Il termine remigrazione, dopo mesi di clandestinità, torna alla ribalta nei comizi elettorali dell’AfD. Che punta a una Germania monoetnica. La “Bevölkerungsaustausch” è diventata parte integrante del bagaglio programmatico dell’AfD, la «lenta sostituzione dei tedeschi attraverso migranti musulmani». L’idea che la sostituzione etnica sia orchestrata da presunte élite globaliste ebree. L’AfD non è solo il partito che si ribella alle politiche europee. Ma pure il partito della libertà di parola senza limiti. Dresda ha continuato a covare un revanscismo di destra che neanche i regimi comunisti erano riusciti a eliminare. Un odio cui si aggiunse, dopo la caduta del Muro, un senso di umiliazione per una Riunificazione che fu percepita come un’annessione, una colonizzazione che spazzò via l’identità di un Paese. I Länder della DDR siano stati il laboratorio della destra.

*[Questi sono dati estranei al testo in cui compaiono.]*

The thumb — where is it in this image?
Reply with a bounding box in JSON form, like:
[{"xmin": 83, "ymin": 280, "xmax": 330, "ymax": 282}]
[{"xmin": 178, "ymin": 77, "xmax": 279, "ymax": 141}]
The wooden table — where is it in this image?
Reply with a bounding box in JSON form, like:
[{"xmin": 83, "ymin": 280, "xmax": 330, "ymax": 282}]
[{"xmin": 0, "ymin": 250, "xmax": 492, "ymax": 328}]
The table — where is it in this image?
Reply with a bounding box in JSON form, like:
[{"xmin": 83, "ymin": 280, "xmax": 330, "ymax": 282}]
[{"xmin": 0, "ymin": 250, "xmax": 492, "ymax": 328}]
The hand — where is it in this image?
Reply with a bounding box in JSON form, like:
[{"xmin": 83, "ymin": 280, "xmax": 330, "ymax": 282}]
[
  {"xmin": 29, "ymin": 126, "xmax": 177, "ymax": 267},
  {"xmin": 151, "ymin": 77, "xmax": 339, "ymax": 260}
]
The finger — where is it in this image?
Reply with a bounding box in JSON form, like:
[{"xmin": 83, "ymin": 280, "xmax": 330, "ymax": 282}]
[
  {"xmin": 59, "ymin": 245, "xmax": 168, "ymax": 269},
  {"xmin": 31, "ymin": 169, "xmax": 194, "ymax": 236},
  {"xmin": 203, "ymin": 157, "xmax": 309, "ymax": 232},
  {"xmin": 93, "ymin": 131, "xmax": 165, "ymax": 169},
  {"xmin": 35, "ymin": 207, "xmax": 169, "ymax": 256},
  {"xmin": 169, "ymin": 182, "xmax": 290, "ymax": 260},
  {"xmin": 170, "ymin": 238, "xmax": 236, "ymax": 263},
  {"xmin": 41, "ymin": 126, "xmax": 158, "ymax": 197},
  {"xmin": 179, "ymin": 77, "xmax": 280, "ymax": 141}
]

Cresciuto con i racconti nostalgici dei nonni che favoleggiano della vecchia patria, Königsberg, il pifferaio magico Höcke è un uomo pericoloso, che coltiva un’idea messianica di sé stesso. E chiede una svolta nella politica della memoria di centottanta gradi, contro il culto della colpa e l’ipocrita solidarietà mostrata dal partito verso Israele, in funzione antislamica. Un guanto di sfida ai centristi. In ambito istituzionale, Peter Sloterdijk è citato come modello. Egli ha criticato Angela Merkel per la sua solidarietà verso i profughi con parole orribili: nessuna società ha l’obbligo di autodistruggersi. Ha definito la Germania una “letargocrazia”, diventando un idolo dell’estrema destra. Poi emerge Alice Weidel, ex economista di Goldman Sachs, considerata il volto moderato di un partito radicalizzato, sopravvissuta della prima fase liberale e rigorista del partito dei professori. Un’opportunista, con faccia angelica dai modi borghesi che ha pacificato il partito.